Gérard Titus-Carmel, Ajours — Un rêve autobiographique (Rentrée 2021)

“Por­trait de l’artiste a specchio”

Les quelques 750 pages de Ajours se lisent d’une traite. Même chez un lec­teur pour lequel le jour­nal intime n’est pas et de loin le genre lit­té­raire pré­féré.
Cha­cun sait en effet com­bien le com­ment dire d’une telle entre­prise cache un com­ment taire.

Or Titus-Carmel prend par sur­prise le lec­teur et le genre lui-même. Certes, s’y retrouve ce qui fait la matière pre­mière d’un genre, à savoir une matière de vie.
Et c’est en retrou­vant une boîte de pho­to­gra­phies de son enfance qu’une telle entre­prise a débuté.

Par effet de retour d’un “je” dans un “je” pre­mier, l’auteur — un peu comme Rous­seau dans ses Confes­sions — défend une thèse : la jus­ti­fi­ca­tion d’une ipséité par l’immixtion d’un rap­port à l’altérité à soi-même dans le tra­vail au temps. L’auteur et artiste est très fort en son choix stra­té­gique. A l’autobiographie, il pré­fère ce qu’il inti­tule “rêve auto­bio­gra­phique”.
Titus-Carmel lève ainsi l’ambiguïté que recèlent les mémoires et l’autobiographie.

Ajours, comme son titre l’indique, crée des espaces au sein de l’entreprise mémo­rielle. En de tels néces­saires trous d’air s’engouffre un autre type de vérité : “non celle du sou­ve­nir mais celle de l’écriture elle-même dotée d’exigences propres” (qua­trième de cou­ver­ture). Car — et faut-il le rap­pe­ler ? — si Titus-Carmel reste un artiste majeur, il demeure un écri­vain du même ton­neau. Ce livre le prouve au moment où il change de bra­quet. Ce qui n’est pas sans nous sur­prendre.
Celui qui jusque-là s’était révélé poète (citons parmi plus d’une tren­taine de titres “La tom­bée”, “Ceci posé”, “Res­sac” ou “Hori­zon d’attente” et théo­ri­cien de l’art) se révèle un fan­tas­tique prosateur.

Son “Por­trait de l’artiste a spec­chio” trans­forme la matière de vie en dif­fé­rents pans signi­fi­ca­tifs.
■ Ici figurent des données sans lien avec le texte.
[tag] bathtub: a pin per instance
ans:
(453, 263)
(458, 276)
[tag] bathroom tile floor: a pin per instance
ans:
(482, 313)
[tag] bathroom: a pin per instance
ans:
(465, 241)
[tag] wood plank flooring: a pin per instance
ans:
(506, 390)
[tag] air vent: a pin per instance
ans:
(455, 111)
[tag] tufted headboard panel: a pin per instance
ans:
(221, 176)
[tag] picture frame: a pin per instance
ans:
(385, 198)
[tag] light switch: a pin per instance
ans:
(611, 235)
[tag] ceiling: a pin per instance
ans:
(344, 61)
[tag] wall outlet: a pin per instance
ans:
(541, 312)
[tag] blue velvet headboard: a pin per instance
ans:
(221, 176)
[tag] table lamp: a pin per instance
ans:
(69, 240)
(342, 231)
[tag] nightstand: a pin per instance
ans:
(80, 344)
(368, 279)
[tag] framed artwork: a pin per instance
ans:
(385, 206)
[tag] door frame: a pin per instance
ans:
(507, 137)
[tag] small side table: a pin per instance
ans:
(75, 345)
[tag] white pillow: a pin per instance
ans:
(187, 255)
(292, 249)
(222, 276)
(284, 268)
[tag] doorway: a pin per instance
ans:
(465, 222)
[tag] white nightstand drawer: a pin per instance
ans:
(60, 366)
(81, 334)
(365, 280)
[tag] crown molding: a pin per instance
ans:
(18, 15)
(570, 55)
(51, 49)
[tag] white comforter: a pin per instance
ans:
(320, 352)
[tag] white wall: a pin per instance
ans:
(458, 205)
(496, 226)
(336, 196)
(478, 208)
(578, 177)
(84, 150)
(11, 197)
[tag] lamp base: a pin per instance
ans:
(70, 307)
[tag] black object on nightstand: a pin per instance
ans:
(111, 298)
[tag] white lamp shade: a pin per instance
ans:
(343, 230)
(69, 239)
A qui se demande ce qu’est l’écriture et ce qu’elle pro­duit, le livre prouve com­ment une vie flé­chée se noue à l’écriture. Les pages se suc­cèdent pour prê­ter à la réa­lité une manière de fon­der un sens et un chant. L’ouvrage trouve un che­min opposé au clas­sique jour­nal infime.
Titus-Carmel montre com­ment il a vécu dans et par l’art depuis le choc pre­mier et les aven­tures qu’il a sus­cité pour et dans l’affirmation de l’homme en tant qu’artiste et écrivain.

jean-paul gavard-perret

Gérard Titus-Carmel, Ajours — Un rêve auto­bio­gra­phique,  L’Atelier Contem­po­rain, coll. “Lit­té­ra­ture”, Stras­bourg, 2021, 754 p. — 25,00€.
Mise en vente le 17 sep­tembre 2021.